Holkham Hall: The Wall.
When I wrote these lines about the north-facing wall of Holkham Hall in my early twenties, I had in mind the Great Flood of 1953. I tried to echo the pounding line of Anglo-Saxon poetry that is based not on metre but on stress and alliteration.
This poem is the copyright of Kevin Crossley-Holland and is reproduced by permission of the Enitharmon Press.
I am a desolate wall, accumulator of lichen.
Men made me with flint chippings and, fickle as always,
ignored me; time did not ignore them.
My business is to divide things: the green ribbons
of grass from the streams of macadam; the kitchen gardens
from the marsh acres, garish with sea-lavender;
the copses of ilex and pine from the North Sea,
the bludgeoning waves of salt water where seabirds play.

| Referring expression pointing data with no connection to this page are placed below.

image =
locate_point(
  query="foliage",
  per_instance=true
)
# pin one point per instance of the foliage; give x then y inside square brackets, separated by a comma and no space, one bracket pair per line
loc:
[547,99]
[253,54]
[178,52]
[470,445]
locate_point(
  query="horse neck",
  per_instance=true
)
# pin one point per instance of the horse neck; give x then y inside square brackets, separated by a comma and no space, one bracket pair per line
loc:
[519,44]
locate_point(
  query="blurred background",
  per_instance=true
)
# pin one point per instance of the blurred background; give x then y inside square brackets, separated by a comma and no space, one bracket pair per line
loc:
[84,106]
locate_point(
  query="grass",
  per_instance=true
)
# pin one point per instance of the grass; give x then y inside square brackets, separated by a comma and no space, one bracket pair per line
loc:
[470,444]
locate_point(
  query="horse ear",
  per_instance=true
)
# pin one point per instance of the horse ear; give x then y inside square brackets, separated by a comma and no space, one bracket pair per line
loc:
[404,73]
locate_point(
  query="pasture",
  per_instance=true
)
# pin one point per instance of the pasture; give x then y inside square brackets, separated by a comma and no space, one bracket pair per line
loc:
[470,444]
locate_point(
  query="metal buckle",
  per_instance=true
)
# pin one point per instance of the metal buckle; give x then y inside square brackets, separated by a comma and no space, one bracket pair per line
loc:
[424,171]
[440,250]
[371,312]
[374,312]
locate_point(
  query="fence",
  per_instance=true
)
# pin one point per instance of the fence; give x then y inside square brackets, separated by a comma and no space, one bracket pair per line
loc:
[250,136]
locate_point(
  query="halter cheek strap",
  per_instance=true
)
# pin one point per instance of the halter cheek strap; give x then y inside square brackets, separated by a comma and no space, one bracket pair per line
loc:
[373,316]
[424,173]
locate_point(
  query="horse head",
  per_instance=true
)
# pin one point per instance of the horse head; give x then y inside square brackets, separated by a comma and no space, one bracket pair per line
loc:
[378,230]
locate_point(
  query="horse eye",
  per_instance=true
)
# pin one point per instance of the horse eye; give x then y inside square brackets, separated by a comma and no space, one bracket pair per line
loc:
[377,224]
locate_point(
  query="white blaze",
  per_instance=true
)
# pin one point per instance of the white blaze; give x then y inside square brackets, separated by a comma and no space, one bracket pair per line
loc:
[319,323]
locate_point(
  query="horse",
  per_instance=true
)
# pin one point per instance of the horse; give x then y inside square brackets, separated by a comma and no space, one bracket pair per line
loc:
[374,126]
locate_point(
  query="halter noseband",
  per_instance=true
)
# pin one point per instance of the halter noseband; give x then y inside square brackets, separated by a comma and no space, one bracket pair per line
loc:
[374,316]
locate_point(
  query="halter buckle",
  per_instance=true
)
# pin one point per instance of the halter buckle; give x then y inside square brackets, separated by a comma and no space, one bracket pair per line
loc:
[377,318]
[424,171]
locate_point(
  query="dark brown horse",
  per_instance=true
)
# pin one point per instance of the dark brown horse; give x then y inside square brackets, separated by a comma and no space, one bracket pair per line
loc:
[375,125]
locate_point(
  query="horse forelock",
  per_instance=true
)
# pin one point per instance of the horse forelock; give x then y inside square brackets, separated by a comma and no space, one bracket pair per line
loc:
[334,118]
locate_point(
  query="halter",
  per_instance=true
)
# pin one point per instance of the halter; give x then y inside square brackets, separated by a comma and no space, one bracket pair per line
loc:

I stand grey under the East Anglian sky,
glint when the occasional sun opens its eye.
My business is to divide things, my duty to protect.
I am unrepaired; men neglect me at their own risk.
Time takes me in mouthfuls; the teeth of the frost
bit into my body here; here my mortar crumbles;
the wind rubs salt into every wound.
Elsewhere I am overgrown with insidious ivy;
it wound its arms around me only to strangle me.
Relentless, the sea rolls down from the Pole.
It levelled the dunes last year, removed the marram grass,
clashed its steel cymbals over the marsh and macadam.
It attacked me and undermined me; I sway
like a drunkard now; yet it could not gash me
with its gleaming scythes; it was not strong enough.
I stand, sad, and stare at all this estate,
the lawns, the kitchen gardens, copses garrulous
in the wind. I carefully listen, listen and wait
for the fierce outsider to force his way in.